News Release 14 October 2015
Farmer saved seed to be retained
The recently concluded Trans-Pacific Partnership trade talks have created disappointing doomsayer discourse.
Some misinformed commentators have a view that farmers will be stopped from saving some seed from their crops.
NZ Plant Breeding and Research Association (PBRA) President Tom Bruynel says there is no intent at all by the seed
industry to get rid of farmer saved seed.
He says the Association and the Arable Industry Group of Federated Farmers have been jointly saying that the right to
save seed needs to be part of any updated plants legislation and there is agreement in principle that there be a fair
and simple system of royalty collection for seed that has been kept back for sowing.
The TPP requirement for NZ to be compliant with the International Convention for the Protection of New Varieties of
Plants 1991 (UPOV91) means farmers will still be able to retain seed for sowing for their own private use on their own
farm.
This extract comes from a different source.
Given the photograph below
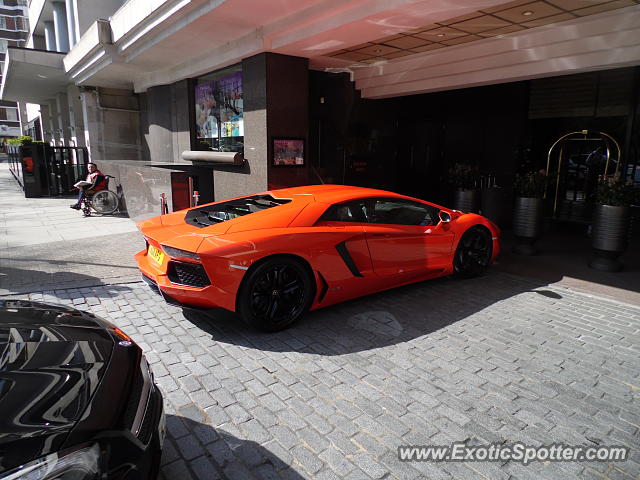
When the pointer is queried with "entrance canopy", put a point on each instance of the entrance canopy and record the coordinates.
(33, 76)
On protected varieties the terms of purchase will provide that a small royalty be paid to the seed breeder.
Farmers however will not able to sell or trade that seed to other farmers for planting.
Royalties collected on farm saved seed of protected varieties provides a return for plant breeders and incentivises the
investment in local research and development of new and advanced crop and seed varieties.
PBRA general manager Thomas Chin says when the Government amends the outdated Plant Varieties Rights Act 1987 its
provisions will not force farmers to use seeds from overseas companies.
“Farmers will not be obliged to use any seed they do not want to pay for”.